Characterization techniques for semiconductors and nanostructures: a review of recent advances

Optical spectroscopy techniques are widely used for the characterization of semiconductors and nanostructures. Confocal Raman microscopy is useful to retrieve chemical and molecular information at the ultimate submicrometer resolution of optical microscopy. Fast imaging capabilities, 3D confocal ability, and multiple excitation wavelengths, have increased the power of the technique while making it simpler to use for material scientists. Recently, the development of the Tip Enhanced Raman Spectroscopy (TERS) has opened the way to the use of Raman information at nanoscale, by combining the resolution of scanning probe microscopy and chemical selectivity of Raman spectroscopy.
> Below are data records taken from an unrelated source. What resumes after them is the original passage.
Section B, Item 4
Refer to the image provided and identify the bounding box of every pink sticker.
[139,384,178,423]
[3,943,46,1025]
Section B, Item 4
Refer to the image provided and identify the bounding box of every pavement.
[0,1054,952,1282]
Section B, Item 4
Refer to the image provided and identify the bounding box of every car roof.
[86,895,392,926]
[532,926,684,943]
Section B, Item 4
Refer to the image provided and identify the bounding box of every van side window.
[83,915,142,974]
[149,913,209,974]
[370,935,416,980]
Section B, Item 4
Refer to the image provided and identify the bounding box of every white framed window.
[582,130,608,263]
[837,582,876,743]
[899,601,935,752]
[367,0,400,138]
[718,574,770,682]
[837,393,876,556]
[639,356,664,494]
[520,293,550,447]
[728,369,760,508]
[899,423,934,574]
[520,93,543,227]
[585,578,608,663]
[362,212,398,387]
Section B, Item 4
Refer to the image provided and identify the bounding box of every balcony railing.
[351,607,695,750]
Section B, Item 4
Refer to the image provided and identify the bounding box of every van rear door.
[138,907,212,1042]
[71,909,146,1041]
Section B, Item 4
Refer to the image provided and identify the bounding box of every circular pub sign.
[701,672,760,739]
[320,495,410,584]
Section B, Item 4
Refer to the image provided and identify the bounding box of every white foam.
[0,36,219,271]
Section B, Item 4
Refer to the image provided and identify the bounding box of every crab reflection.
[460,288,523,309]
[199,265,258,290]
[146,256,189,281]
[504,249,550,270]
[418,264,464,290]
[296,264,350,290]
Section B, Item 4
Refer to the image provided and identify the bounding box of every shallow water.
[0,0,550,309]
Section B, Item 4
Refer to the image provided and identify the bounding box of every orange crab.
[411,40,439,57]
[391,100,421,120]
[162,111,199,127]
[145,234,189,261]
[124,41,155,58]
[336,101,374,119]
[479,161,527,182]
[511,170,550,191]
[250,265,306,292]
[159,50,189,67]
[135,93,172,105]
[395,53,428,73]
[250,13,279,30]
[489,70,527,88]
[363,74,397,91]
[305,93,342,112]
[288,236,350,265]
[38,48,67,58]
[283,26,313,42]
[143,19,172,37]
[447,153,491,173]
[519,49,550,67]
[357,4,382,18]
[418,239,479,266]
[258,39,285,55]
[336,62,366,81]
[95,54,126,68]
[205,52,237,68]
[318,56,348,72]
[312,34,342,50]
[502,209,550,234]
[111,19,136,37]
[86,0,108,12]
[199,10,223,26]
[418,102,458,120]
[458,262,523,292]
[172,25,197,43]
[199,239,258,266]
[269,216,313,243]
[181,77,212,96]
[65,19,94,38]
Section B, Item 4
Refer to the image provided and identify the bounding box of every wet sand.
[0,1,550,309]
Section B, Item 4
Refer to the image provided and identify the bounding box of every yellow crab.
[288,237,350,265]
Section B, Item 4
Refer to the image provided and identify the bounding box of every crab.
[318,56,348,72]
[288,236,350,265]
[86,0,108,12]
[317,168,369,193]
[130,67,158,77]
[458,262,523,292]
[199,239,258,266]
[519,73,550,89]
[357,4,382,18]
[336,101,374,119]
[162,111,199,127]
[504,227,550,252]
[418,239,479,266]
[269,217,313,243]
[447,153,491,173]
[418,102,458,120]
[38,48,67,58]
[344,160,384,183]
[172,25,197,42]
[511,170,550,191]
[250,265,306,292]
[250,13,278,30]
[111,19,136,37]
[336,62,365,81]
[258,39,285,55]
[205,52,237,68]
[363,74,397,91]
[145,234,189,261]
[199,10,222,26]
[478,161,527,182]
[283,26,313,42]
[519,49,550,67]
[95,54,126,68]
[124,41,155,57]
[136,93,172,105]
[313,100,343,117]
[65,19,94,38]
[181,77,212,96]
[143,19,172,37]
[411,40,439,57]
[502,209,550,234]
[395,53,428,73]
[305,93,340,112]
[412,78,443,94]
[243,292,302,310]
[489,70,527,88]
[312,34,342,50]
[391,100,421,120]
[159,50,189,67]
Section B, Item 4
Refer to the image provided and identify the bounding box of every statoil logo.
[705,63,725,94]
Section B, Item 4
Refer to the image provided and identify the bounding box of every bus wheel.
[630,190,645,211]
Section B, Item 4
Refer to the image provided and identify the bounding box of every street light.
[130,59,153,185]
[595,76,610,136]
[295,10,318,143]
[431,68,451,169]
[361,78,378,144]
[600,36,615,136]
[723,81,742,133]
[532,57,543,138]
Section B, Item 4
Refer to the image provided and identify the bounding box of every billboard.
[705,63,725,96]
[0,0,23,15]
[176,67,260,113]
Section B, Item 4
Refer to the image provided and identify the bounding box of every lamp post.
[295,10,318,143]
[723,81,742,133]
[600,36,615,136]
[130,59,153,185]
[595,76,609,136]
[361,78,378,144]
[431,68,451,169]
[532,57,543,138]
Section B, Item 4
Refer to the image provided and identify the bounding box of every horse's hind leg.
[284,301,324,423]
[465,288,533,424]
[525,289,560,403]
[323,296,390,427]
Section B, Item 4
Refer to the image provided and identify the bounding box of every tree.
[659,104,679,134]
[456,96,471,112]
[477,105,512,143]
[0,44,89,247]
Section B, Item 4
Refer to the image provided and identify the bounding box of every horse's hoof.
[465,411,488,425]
Significant advances have been reported in the field of profiling the atomic composition of multilayers, using the Glow Discharge Optical Emission Spectroscopy technique, including real-time determination of etched depth by interferometry. This allows the construction of precise atomic profiles of sophisticated multilayers with a few nm resolution. Ellipsometry is another widely used technique to determine the profile of multilayers, and recent development have provided enhanced spatial resolution useful for the investigation of patterned materials. In addition to the advances of the different characterization techniques, the capability to observe the same regions at micrometer scale at different stages of material elaboration, or with different instrument, is becoming a critical issue. Several advances have been made to allow precise re-localization and co-localization of observation with different complementary characterization techniques.